2016 could be different, but it’s hard to tell what direction it will go. On one hand, the inside linebackers could improve with the return of Sam Barrington, Jake Ryan and the emergence of fourth round pick Blake Martinez.
The front line is the most worrysome as B.J. Raji retired, Mike Pennel is suspended for the first four games, and rookie Kenny Clark will be asked to step up in a hurry.
None of this is to say that the front seven won’t be good. Clay Matthews and Julius Peppers are still rushing from the outside and though Peppers is 36, the Packers also have Datone Jones and Nick Perry to spell Peppers and perhaps save some of his snaps for the playoffs. Also, Mike Daniels, the anchor to the whole defense, is still one of the best 3-4 defensive ends in the game.
The question is, as it usually is with the young players GM Ted Thompson likes to insert into the starting lineup, will the young players be able to play at a high level right now? It’s very likely they all develop into good players in a year or two, but that’s not what they need. They need to win NOW. Aaron Rodgers is 33, Julius Peppers is 36, and the offensive line is going to be retooled due to four starters’ contracts being up.
A lot of pressure is on the defense to play at a high level if Green Bay is going to compete for the NFC Championship and that pressure is now on some very young players. Since 2010, the defense has had a lot of trouble in the playoffs against elite teams and if they’re going to win now, it will be up to those young players to play like veterans.
2 – What will the Vikings do without Teddy Bridgewater?
The NFC North champs were looking to stay on top of the hill and their roster did improve. Stefon Diggs emerged as a reliable receiver as a rookie last year and they drafted one of the top receivers in the 2016 class, Laquon Treadwell. Kyle Rudolph is a very good tight end and Adrian Peterson still carries the bulk of the offense on his shoulders.

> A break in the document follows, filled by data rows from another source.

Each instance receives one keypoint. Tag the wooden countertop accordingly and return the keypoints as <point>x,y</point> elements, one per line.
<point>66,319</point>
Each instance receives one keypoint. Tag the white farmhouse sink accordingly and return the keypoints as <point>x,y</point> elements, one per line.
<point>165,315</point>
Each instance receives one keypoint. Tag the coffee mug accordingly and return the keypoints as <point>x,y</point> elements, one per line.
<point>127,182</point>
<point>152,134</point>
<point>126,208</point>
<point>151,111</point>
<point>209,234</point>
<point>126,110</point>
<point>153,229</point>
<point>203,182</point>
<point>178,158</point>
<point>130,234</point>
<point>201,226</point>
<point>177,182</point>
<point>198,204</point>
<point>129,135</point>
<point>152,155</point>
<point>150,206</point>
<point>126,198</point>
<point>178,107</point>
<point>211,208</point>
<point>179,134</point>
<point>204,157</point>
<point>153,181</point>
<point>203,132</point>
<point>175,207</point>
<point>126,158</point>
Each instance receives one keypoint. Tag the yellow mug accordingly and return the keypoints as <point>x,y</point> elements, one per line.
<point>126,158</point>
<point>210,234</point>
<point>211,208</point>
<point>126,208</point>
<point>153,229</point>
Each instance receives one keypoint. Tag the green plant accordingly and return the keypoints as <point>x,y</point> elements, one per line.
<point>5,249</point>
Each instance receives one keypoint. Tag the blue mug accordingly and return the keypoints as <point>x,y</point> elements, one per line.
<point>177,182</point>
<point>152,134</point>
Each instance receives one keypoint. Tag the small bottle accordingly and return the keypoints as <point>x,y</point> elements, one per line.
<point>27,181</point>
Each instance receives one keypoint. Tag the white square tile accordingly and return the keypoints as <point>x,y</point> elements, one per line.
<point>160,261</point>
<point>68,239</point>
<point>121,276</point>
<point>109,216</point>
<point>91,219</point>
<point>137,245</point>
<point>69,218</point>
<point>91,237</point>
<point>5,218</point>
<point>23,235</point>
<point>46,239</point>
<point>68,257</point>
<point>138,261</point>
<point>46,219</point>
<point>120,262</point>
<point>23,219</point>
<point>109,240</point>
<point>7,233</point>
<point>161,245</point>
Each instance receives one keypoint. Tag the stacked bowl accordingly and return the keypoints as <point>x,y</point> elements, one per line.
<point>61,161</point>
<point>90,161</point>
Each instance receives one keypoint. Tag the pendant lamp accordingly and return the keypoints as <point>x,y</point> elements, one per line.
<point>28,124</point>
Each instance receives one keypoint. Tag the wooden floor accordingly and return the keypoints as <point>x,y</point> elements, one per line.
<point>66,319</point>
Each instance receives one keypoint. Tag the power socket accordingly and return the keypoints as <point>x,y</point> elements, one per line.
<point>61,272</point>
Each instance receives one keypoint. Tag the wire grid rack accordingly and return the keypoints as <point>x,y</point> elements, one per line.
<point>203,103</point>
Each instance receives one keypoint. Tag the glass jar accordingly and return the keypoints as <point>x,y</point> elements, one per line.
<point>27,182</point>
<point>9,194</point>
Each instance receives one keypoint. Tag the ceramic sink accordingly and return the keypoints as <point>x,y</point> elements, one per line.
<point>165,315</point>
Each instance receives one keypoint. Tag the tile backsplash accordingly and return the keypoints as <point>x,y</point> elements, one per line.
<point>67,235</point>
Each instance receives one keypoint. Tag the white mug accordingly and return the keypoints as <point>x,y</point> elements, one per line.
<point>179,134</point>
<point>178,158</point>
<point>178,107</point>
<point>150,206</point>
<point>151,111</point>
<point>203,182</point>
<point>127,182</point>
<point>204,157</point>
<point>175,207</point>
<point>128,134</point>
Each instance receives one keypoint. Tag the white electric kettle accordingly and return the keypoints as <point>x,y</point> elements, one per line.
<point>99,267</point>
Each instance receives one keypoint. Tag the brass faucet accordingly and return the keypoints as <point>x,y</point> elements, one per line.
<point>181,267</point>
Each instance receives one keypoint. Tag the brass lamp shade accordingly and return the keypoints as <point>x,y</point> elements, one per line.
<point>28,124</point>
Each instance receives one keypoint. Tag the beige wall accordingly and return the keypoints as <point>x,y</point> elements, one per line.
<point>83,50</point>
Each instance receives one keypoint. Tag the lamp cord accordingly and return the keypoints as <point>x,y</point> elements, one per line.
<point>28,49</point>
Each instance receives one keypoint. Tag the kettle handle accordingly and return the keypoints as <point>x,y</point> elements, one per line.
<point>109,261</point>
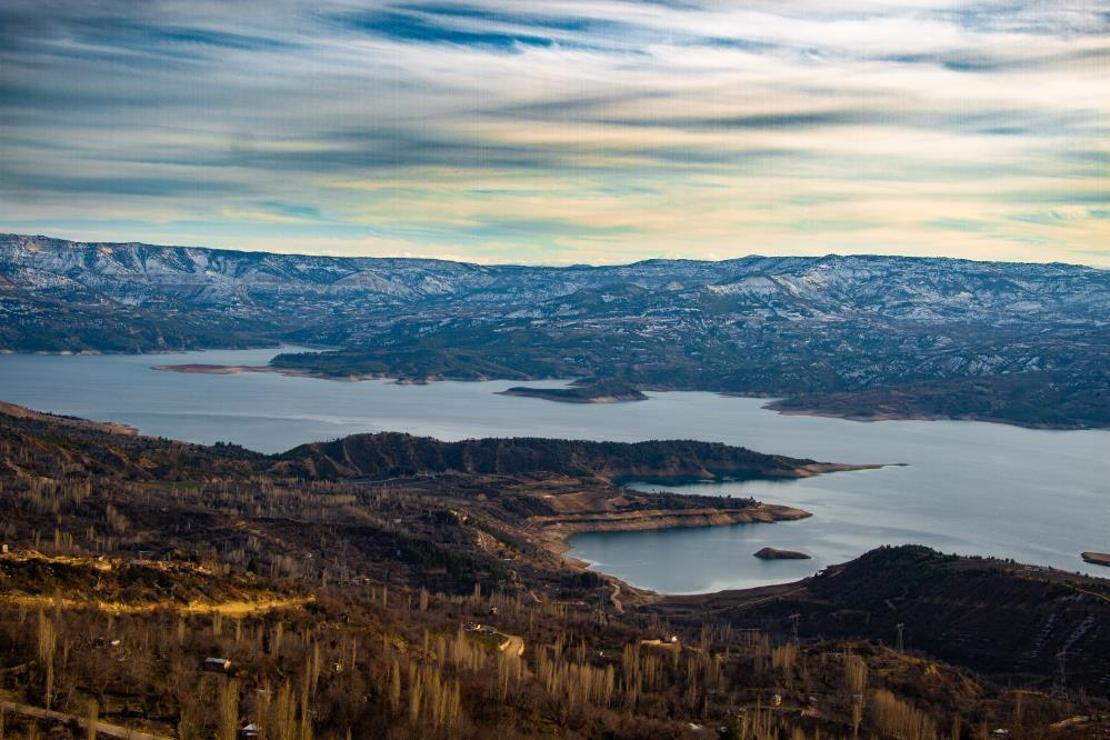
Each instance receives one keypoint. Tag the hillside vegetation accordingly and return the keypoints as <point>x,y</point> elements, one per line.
<point>342,607</point>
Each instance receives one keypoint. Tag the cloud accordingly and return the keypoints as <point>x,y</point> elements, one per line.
<point>562,130</point>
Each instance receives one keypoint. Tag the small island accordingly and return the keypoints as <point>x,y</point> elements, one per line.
<point>586,392</point>
<point>1097,558</point>
<point>775,554</point>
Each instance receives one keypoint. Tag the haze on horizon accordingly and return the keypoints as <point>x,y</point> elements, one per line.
<point>562,131</point>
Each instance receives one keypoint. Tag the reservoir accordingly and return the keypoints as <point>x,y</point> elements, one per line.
<point>970,487</point>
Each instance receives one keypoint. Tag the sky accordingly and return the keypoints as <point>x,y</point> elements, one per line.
<point>562,131</point>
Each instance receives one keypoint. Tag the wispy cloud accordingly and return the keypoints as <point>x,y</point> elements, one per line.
<point>562,130</point>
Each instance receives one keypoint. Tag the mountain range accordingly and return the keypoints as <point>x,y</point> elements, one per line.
<point>858,336</point>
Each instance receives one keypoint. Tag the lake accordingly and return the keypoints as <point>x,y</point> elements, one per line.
<point>969,487</point>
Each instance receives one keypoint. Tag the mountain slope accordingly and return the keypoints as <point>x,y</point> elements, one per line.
<point>778,326</point>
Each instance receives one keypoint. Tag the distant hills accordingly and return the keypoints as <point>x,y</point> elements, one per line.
<point>858,336</point>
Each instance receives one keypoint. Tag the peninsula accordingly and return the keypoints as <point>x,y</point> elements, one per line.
<point>588,392</point>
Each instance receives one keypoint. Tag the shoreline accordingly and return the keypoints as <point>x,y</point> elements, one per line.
<point>772,403</point>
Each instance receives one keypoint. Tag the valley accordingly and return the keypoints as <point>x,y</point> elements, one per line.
<point>333,600</point>
<point>859,336</point>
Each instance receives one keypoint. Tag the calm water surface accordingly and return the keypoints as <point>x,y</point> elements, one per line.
<point>969,487</point>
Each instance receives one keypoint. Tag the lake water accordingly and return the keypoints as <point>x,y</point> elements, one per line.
<point>1039,497</point>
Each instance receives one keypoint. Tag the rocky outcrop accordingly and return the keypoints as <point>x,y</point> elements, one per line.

The skill players, the offensive line and one of the better defenses in the NFL were all ready to take the next step and move deeper into the playoffs, but after the season-ending ACL injury to quarterback Teddy Bridgewater, how will Minnesota recover?
The Vikings’ offense is very run-heavy and expects Adrian Peterson, now 31 years old, to carry the ball a lot. They will have to find someone efficient in a short passing game to take pressure off of Peterson and not lose games, but quarterbacks do not grow on trees.
1 – Will Jordy Nelson’s return be enough to lift Green Bay into a deep playoff run?
The defense has already been discussed, but the story of the 2015 Packers was about how ineffective the passing attack was without their star receiver. With Nelson’s return, the Packers have a deep threat and if newly acquired tight end Jared Cook becomes the great tight end that they’re hoping he’ll be, then all of a sudden, the Packers have one of the top offenses again.
It’s uncertain how Nelson (and Cook) will be in 2016, especially early in the year, but the liklihood is that Nelson gets back to form and Cook at least surpasses his production from his days in St. Louis.
The Packers are all but a lock to win a very poor NFC North, but the question remains as to how far they will go when they face teams like Carolina, Arizona and Seattle.